Thanks for the info, Doug. I just bought a Victor J-28 torch handle as the first piece of my OA setup. Cash flow requires me to acquire my setup one piece at a time. Tips might be next.


----------



## A. Spence (Sep 25, 2009)

doug fattic;9916281 They work okay but not as well as my Victor J-28 and Uniweld 71 torch handle with a UN-J mixer and elbow with TEN tips attached. These are propane specific tips. The same mixer/elbow can accept TE tips designed for acetylene. The short recessed hole on the end of the propane tips help keep the flame from detaching.
[/QUOTE said:


> Doug,
> 
> good info in that post, thanks. Do you have an online source for the UN-J mixer and tips, or do you buy yours from your LWS?
> 
> ...


----------



## vintapperen (Jul 9, 2009)

Thanks Doug and others for some really helpful information - most appreciated.


----------



## vintapperen (Jul 9, 2009)

OK Doug I ended up with a uniweld 71 handle so I will get the victor un-j mixer and some TEN tips. Which of the TEN tip sizes do I need to cover typical bike work? (a #1, #2, and #3 ?) Also want to get one of the TEMFN rosebuds and they come in 3 sizes - guessing the #4 should be OK?

Thanks


----------



## doug fattic (Mar 11, 2010)

vintapperen said:


> OK Doug I ended up with a uniweld 71 handle so I will get the victor un-j mixer and some TEN tips. Which of the TEN tip sizes do I need to cover typical bike work? (a #1, #2, and #3 ?) Also want to get one of the TEMFN rosebuds and they come in 3 sizes - guessing the #4 should be OK?
> 
> Thanks


The three sizes of Victor tips I use with propane are the #2, #3 and #4. The #3 is most commonly used for brazing lugs and the like. The #4 would be for heavier stuff like bottom brackets and the #2 for braze-ons. Personal preference may want to take it down a size. If one is skilled they may want even larger tips. I don't have an opinion on the size of a rosebud for propane use since I seldom use them and if I do it is with acetylene.

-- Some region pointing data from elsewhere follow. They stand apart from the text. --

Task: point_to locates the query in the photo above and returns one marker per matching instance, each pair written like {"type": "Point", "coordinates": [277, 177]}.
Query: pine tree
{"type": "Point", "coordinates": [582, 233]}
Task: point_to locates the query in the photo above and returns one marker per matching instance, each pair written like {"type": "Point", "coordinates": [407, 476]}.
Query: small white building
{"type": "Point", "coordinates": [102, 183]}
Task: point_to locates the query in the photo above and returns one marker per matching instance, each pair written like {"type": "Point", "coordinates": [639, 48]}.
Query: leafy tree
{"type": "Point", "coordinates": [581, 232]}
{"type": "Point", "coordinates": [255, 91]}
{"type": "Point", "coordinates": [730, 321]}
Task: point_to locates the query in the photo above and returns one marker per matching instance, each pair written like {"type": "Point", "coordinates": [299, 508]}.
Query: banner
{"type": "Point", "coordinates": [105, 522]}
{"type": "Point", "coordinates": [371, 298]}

The size of a tip that is best for a beginner is complicated by contrasting tensions. A smaller tip that keeps them from cooking a joint because they may pause or move in too close while adding silver is also problematic because their flame pattern often does not cover an area evenly and as a result provides inconsistent heat. It can take them a long time to get a joint up to temperature while perhaps overheating some smaller areas within it and burn off the flux. On the other hand, imprecise control of a bigger tip (that more evenly heats) may heat things up too fast to recognize how to how to adjust in time.

In the last framebuilding class that ended a week ago, all three students preferred using propane over acetylene most of the time except when one was doing fillet brazing. Most of their general brazing work was done with a #3 tip. I had just gotten an oxygen concentrator for them to try out.


----------



## vintapperen (Jul 9, 2009)

Thanks Doug really appreciate your advice!

Happy xmas from New Zealand


----------